In-Memory Analytic DBMS
History
- Nice first-gen survey by Garcia-Molina and Salem, TKDE 1992
- Like all things, goes back to IBM. See IMS/VS FastPath, 1976 (as documented in This Tech Report)
“As DRDB [Disk-Resident DB] perform more and more in-memory optimizations, they become closer to MMDB [Main-Memory DB]. In the future, we expect that the differences between a MMDB and DRDB will disappear: any good database management system will recognize and exploit the fact that some data will reside permanently in memory and should be managed accordingly”
But what about:
- Concurrency control overheads?
- Memory hierarchy details: Cache vs RAM instead of RAM vs Disk?
- Logging overheads?
- Data representation?
- Indexes?
- Query Processing techniques?
- Recovery?
Some Early MMDB Systems
Mostly focused on transaction processing (the harder part?)
- IBM Product: IMS/VS FastPath (Dieter Gawlick, D. Kinkade) 1976.
- IBM prototype: Office By Example (Ravi Krishnamurthy, Dina Bitton, Carolyn Turbyfill, and others). 1985
- Wisconsin prototype: MM-DBMS (Toby Lehman, Mike Carey). 1986-87. T-tree indexes (T is for Toby Lehman).
- Various Princeton Prototypes: HALO (Ken Salem, Hector Garcia-Molina) 1987, TPK (Kai LI, Jeff Naughton) 1988, and System M (Ken Salem, Hector Garcia-Molina) 1990 at Princeton
- Bell Labs prototype: Dali. (HV Jagadish, Dan Lieuwen, Rajeev Rastogi, Avi Silberschatz, S. Sudarshan)
We’ll read a more modern example via SILO next lecture
Background/Context
“Volcano-style” iterators
- Attributed to Volcano, but pretty standard in lots of DBMSs (e.g. Postgres did this)
- Every operator has
init()
,next()
andclose()
methods - Output (top) of the dataflow “pulls” data from children, recursively
- Data flows when popping the call stack (
return()
) innext()
- Need a bit of buffering to handle DAGs/Cycles
- Typically assumes “row at a time” processing
- but of course you can mix-and-match projections and joins as you see fit
Columnar Data Representation
Improves analytic performance in both disk-based and MMDB. Originally designed for disk-based systems, but important background for today.
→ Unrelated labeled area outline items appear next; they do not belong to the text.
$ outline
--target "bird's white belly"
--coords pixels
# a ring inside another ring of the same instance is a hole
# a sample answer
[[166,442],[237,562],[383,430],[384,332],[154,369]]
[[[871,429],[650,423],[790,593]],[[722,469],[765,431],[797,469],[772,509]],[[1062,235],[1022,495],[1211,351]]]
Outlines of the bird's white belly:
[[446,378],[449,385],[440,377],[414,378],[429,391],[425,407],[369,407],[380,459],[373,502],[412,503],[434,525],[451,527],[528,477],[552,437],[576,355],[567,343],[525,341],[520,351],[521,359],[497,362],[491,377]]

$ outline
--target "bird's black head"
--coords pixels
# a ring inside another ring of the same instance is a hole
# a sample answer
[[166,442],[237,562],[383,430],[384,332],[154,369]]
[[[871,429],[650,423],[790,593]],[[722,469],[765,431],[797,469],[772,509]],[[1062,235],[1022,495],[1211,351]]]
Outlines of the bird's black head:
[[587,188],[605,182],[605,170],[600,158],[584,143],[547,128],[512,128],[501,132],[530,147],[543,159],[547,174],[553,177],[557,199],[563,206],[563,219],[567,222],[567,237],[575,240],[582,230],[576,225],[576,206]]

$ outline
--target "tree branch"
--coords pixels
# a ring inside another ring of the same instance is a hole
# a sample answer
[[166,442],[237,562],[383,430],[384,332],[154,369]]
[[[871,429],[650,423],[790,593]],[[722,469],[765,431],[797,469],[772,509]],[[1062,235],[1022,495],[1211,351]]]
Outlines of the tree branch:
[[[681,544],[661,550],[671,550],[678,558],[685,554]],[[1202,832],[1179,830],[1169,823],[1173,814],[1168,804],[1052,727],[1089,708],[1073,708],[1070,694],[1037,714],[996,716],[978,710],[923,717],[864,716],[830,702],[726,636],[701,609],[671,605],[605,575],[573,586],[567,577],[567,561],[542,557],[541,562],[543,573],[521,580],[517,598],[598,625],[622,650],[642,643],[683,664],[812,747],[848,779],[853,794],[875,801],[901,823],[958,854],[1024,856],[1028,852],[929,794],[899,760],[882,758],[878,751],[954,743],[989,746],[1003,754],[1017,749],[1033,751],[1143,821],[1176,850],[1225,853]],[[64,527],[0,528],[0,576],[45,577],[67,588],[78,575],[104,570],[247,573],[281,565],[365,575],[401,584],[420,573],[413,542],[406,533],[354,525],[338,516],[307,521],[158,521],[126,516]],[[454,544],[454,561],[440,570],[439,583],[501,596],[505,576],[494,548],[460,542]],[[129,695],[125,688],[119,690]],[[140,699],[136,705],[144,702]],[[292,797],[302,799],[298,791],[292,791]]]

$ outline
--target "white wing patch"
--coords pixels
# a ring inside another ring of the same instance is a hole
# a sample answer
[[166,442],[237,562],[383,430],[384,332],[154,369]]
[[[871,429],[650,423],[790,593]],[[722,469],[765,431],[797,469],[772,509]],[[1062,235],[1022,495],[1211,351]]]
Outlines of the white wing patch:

Super simple idea: column-major rather than row-major layout.
- Makes projection cheap, at the cost of “assembly” joins
- Exploit uniformity of type within a column for lightweight compression
- Good RAM Bandwidth, decompress in cache
- Avoid “walking”/interpreting tuple representations
- Naturally vectorizable (as we’ll discuss)
History
- Tutorial by Dan Abadi, Peter Boncz and Stavros Harizopoulos
- Earliest refs tend to be to Copeland/Khoshafian SIGMOD 1985 Decomposition Storage Model
- According to Wikipedia, initially commercialized by a startup in Boston in a system called Expressway 103, acquired by Sybase and commercialized as Sybase IQ Accelerator in 1995. Most people tip a hat to Sybase IQ as the earliest real columnar database.
- Things begin to get academic, popularized, and fully fleshed out in the early 2000’s
- Adam Sah, Stonebraker student, Addamark Log Mgmt System
- Peter Boncz PhD thesis with Martin Kersten on MonetDB, 2002
- C-Store @ MIT: Re-emergence of Mike Stonebraker with large crew (Dan Abadi, Sam Madden, the O’Neils, Mitch Cherniack, Stan Zdonik), 2005.
- A lot of Google and Hadoop-related storage efforts in this space followed
- BigTable (2005) is a kind of columnstore
- Open formats like Parquet and ORC
- New research in this space
The European Systems Resurgence: MMDB
Back in the 70s, there was some notable European systems impact, mostly in Germany, on things like B-trees and transactions. But in the 1980s-90s, European DB researchers were mostly doing theory with a few exceptions. Systems work centered around US academics and companies.
In the 00’s, The Netherlands’ CWI (led by Martin Kersten and later Peter Boncz) and Germany’s T.U. Munich (led by Thomas Neumann and later also Viktor Leis) emerged as new centers of excellence in main-memory DBMS. Also efforts at Wisconsin (Jignesh Patel’s QuickStep), MIT (Stonebraker/Madden et al HStore/Silo) and CMU (Andy Pavlo’s Peloton and NoisePage), but even Andy Pavlo gives most credit to the europeans.
Germany’s SAP Hana also made a huge bet on in-memory around 2010, and the Hasso Plattner Institute backed that with a bunch of papers.
In terms of direct industrial impact, biggest impact has been on embedded/in-memory:
- CWI: Vectorwise, some Databricks, DuckDB
- TUM: HyPer (i.e. Tableau)
- SAP Hana
Also HStore became VoltDB, Quickstep startup acquired by Pivotal for HAWQ/Greenplum. These infrastructure MMDB plays have been less visible than DuckDB and Hyper/Tableau.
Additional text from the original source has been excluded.